Film info

Creator / Collector

Description
Moni is a village in the Limassol District of Cyprus, is at the Nicosia–Limassol highway and is built on a small hill from which the visitor can have unobstructed view of the sea.

The film shows footage from the traditional buildings and the everyday life of the village.

In the footage we watch an alley, a house’s backyard with children playing, the selling of a hen by a street vendor, a child making bubbles, a smaller one looking at the camera with curiosity, a second backyard with an arbor, in the next shot an elderly woman stretches out her laundry and does garden work.

Then we see a contemporary house, while in the background we see a traditional house and the bell tower from the church of Agia Zoni which is located in the village.

An old man enjoys the sun sitting outside his house and wears a traditional scarf, some locals chat with the tourists, children play everywhere, the group of the locals and the tourists drinks a coffee in the traditional coffee house, on the walls of which has hung up posters of the political party AKEL, as elections were held in Cyprus in May 1981.

A small balcony of a house, a blooming landscape and a woman picks up her launrdy.

Coordinates

Film Information

Holder
Bonar, Andrew Graham

Quality
HD (1440x1080)

Sound
Yes

Color
Yes

Duration (seconds)
166

Format
Super 8mm

Creator's description


Now a glimpse of village life, in the village of Moni. Everything is still pretty rudimentary here –there is little sign of the enormous progress that you see in other parts of the island.
But there are a few new houses, and do you see those solar panels on the roof? They are all the rage in Cyprus now, and how sensible!
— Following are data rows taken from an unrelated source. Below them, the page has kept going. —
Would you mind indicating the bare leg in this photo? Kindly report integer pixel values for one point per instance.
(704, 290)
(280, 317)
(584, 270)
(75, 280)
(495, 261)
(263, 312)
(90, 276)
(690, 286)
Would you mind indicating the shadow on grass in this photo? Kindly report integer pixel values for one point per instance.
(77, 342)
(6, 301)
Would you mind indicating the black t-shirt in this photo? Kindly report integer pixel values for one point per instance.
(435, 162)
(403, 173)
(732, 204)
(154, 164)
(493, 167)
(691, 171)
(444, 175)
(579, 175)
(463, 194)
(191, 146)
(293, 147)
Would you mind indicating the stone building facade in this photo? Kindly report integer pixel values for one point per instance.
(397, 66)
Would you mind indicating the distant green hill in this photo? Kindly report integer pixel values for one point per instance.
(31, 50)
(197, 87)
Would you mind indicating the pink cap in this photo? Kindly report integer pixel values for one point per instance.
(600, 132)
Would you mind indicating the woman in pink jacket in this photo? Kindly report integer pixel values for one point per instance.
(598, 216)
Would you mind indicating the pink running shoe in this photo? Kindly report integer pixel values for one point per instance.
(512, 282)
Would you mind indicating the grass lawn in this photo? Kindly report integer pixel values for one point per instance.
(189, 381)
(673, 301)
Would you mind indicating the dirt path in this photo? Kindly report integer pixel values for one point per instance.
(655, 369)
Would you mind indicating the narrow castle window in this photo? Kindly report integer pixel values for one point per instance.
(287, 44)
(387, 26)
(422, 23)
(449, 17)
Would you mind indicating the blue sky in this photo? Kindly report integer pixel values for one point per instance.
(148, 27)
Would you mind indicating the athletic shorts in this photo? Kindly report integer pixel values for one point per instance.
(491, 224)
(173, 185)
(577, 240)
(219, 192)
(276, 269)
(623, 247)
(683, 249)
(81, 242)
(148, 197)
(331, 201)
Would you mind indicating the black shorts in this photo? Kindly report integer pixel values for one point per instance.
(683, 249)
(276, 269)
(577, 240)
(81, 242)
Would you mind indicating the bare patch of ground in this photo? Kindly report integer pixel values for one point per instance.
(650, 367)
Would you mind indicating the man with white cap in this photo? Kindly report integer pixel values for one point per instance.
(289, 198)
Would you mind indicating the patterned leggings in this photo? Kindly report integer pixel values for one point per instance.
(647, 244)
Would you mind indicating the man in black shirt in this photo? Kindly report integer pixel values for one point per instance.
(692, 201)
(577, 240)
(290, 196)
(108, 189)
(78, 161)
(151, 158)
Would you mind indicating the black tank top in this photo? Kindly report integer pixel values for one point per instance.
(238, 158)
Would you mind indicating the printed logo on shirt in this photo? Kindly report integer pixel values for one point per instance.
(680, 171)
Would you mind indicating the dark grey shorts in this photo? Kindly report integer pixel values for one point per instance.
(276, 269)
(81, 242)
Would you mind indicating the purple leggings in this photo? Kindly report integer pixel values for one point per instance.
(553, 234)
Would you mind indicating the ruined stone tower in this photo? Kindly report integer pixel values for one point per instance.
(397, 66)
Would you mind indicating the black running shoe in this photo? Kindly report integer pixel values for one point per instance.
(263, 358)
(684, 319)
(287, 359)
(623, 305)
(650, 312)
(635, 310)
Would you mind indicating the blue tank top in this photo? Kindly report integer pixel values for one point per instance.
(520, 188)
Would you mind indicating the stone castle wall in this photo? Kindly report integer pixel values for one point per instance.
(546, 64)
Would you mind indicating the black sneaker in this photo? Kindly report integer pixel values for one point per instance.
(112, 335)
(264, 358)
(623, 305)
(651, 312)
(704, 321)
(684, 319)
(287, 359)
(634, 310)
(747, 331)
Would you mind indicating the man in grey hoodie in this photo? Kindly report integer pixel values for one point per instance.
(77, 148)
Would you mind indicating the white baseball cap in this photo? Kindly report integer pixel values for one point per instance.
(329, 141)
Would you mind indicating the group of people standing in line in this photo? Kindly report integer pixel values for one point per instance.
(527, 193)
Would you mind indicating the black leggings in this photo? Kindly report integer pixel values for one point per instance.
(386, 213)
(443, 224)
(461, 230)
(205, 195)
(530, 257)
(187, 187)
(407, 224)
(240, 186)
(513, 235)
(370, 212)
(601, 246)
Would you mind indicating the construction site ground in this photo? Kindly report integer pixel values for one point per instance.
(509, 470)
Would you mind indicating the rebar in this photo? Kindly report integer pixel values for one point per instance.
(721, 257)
Cyprus has at least 300 days of sun a year, so why waste it?

These people were complete strangers, but how friendly they were!

Sitting at the little coffee shop, with communist political posters plastered on the wall, we meet one of the villagers, who thinks his house may be the one that Photini’s father Agathocles once lived in. But was it this house? Doubts remain. There is no one left in the village old enough to say with certainty.

Maybe this is the house where Agathocles stayed, the one just below the coffee shop. We shall probably never know for certain.

But anyway there are still some relations alive in the island, and this is one: Father Efthemios. What a character he is, and what a rascal, too! He is amazingly lively considering he is over 80 years old.